From the subway to a small town

New York City singer-songwriter grows Ojai roots

By Kelly McCartney 03/06/2014


Singer-songwriter and New York City native Natalie Gelman spent her formative years soaking up all that Manhattan’s West Village had to offer a starry-eyed, aspiring musician. After her mother told her that students attending the high school that inspired the movie Fame got to sing all day, Gelman set her sights on enrolling — and she succeeded. “It turned out to be everything I needed,” she says. “A lot of the students at LaGuardia High School, myself included, were the oddballs in school growing up. I really came into my own in high school and started getting exposed to so much, creatively.”

LaGuardia taught Gelman well, offering vocal training across multiple genres that led to appearances on the grand stages of Carnegie Hall and Lincoln Center. She rounded out her music industry experience by also working for the Metropolitan Opera and Roc-A-Fella Records. Soon enough, Gelman grabbed a guitar and began crafting her own compositions.

So where does a 16-year-old singer-songwriter go to hone her craft in New York City? She takes it to the streets, of course. Gelman recalls, “Someone saw me on the street with my guitar case and asked me to perform. I took out my guitar and sang one of my songs.

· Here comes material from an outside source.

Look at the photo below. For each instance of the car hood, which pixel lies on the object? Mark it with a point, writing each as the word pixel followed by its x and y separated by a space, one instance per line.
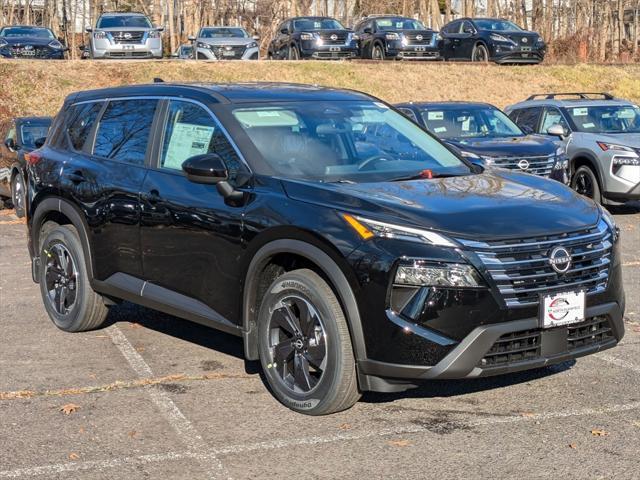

When I was done with the song, I opened my eyes and had about 25 people stopped, watching me in the middle of Times Square.”

Much to her pleasant surprise, the inflow of tips and requests made for an easier gig than “hustling around to open-mics in the East Village with a fake ID,” so Gelman kept it up. In fact, she actually made more money playing on the street and in the subways than she did at her day job, eventually becoming part of the Metropolitan Transit Authority’s official performer program.

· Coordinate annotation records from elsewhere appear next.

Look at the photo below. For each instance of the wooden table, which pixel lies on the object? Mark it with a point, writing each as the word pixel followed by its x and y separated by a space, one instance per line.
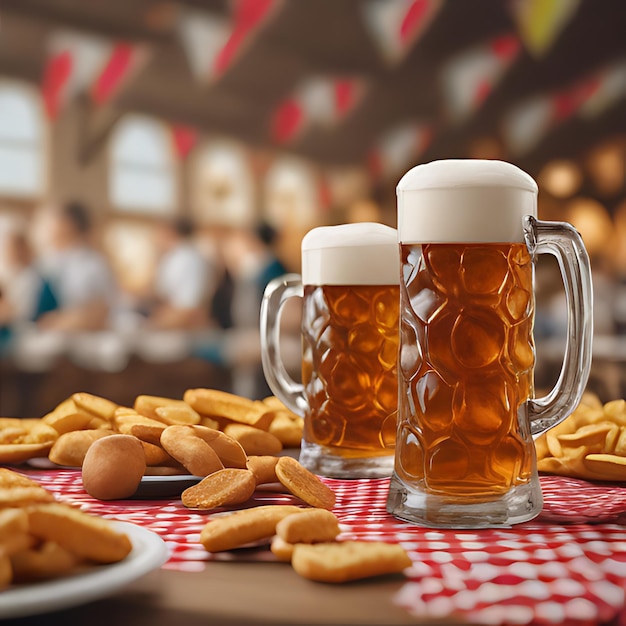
pixel 238 593
pixel 567 565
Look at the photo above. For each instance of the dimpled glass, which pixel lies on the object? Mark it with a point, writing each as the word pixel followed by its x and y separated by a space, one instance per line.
pixel 466 363
pixel 349 370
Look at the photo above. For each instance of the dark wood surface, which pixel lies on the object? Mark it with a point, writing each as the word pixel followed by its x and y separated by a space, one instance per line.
pixel 238 593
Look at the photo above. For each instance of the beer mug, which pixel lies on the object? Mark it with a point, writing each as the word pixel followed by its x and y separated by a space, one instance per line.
pixel 468 233
pixel 349 391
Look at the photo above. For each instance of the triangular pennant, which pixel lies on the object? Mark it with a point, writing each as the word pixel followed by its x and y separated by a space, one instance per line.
pixel 57 72
pixel 124 60
pixel 74 60
pixel 202 36
pixel 398 147
pixel 287 121
pixel 396 24
pixel 540 22
pixel 249 15
pixel 611 87
pixel 471 76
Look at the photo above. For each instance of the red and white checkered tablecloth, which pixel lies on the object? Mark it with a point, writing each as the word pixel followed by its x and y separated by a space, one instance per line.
pixel 568 566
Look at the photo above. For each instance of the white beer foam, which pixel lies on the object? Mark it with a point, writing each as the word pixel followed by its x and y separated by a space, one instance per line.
pixel 464 201
pixel 351 254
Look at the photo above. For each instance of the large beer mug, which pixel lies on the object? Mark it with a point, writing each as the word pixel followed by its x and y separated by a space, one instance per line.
pixel 468 236
pixel 349 391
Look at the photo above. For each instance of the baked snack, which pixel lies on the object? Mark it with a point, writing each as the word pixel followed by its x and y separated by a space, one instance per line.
pixel 87 537
pixel 222 488
pixel 304 484
pixel 237 529
pixel 70 448
pixel 192 452
pixel 349 560
pixel 253 440
pixel 113 467
pixel 310 526
pixel 263 468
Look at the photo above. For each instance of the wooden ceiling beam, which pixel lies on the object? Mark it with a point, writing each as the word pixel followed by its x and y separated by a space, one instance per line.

Then, two years ago, Gelman dug up her New York City roots and transplanted them to Ojai while making a record in Los Angeles. Despite the 3,000-mile geographical difference, Gelman sees similarities in the “artistic, bohemian spirit” between her old hometown and her new one.

Her love affair with Ojai — and her new partner — both started on the same weekend. Gelman observes, “My brother owns a sports bar in Ojai, Giorgio’s, and asked me to perform there after the Fourth of July parade a few years back. I met up with a new friend in town, too; and, in true small-town fashion, lots of folks kept asking if we were an item. We weren’t . . . yet.” Both seeds were planted, though, and Gelman made the leap because, “There’s something in the air here!”

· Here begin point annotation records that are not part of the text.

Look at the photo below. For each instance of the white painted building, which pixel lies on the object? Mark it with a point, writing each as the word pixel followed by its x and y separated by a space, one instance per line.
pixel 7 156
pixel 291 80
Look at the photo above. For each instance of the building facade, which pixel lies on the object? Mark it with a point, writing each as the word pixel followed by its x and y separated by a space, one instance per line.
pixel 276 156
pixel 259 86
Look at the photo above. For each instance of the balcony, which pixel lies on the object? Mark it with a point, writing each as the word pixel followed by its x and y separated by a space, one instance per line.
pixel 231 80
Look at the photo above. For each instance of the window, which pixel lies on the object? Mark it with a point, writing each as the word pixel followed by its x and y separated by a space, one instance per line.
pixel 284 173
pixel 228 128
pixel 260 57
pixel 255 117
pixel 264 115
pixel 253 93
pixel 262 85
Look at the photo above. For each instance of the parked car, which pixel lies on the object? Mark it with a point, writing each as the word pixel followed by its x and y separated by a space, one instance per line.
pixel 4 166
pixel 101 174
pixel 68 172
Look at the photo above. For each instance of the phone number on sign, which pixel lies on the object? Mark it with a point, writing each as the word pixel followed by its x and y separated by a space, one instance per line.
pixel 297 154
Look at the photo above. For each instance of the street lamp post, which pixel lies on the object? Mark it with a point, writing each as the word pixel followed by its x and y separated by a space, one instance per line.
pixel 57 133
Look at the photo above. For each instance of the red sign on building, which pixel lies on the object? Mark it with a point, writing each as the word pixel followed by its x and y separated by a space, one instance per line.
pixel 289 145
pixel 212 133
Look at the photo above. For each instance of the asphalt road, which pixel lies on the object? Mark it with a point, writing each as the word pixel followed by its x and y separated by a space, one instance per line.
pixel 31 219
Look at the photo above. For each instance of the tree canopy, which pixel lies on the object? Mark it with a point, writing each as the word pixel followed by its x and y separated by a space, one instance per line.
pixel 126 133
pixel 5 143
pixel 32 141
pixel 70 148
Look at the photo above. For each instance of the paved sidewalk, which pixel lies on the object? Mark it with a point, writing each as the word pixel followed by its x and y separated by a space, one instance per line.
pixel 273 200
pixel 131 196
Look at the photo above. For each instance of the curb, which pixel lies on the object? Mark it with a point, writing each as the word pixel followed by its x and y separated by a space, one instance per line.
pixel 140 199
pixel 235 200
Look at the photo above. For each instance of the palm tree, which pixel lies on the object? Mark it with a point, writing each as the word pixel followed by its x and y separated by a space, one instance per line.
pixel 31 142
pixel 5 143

Another thing in the air here is creativity. Last year, Gelman released Streetlamp Musician, her first album since 2006, and she’s already back in the studio working on two new projects. “It was definitely way too long between albums, so I want to put out a lot more music this year. I’m working on one full-length and one live album now. I’ve started recording at Brotheryn Studios in Ojai and have loved working with great local musicians!”

Gelman also plays a lot of live shows, both locally and on tour. Back in 2006, she rollerbladed her way from Miami to Manhattan, playing gigs along the way. Could another quad-powered run be on the horizon, perhaps a 10-year anniversary tour? Gelman admits, “I would love to do another rollerblading tour. I was driving down the PCH last week thinking it would be pretty sweet to do it out here. The problem is, there’s nowhere for me to go but off a cliff this time.”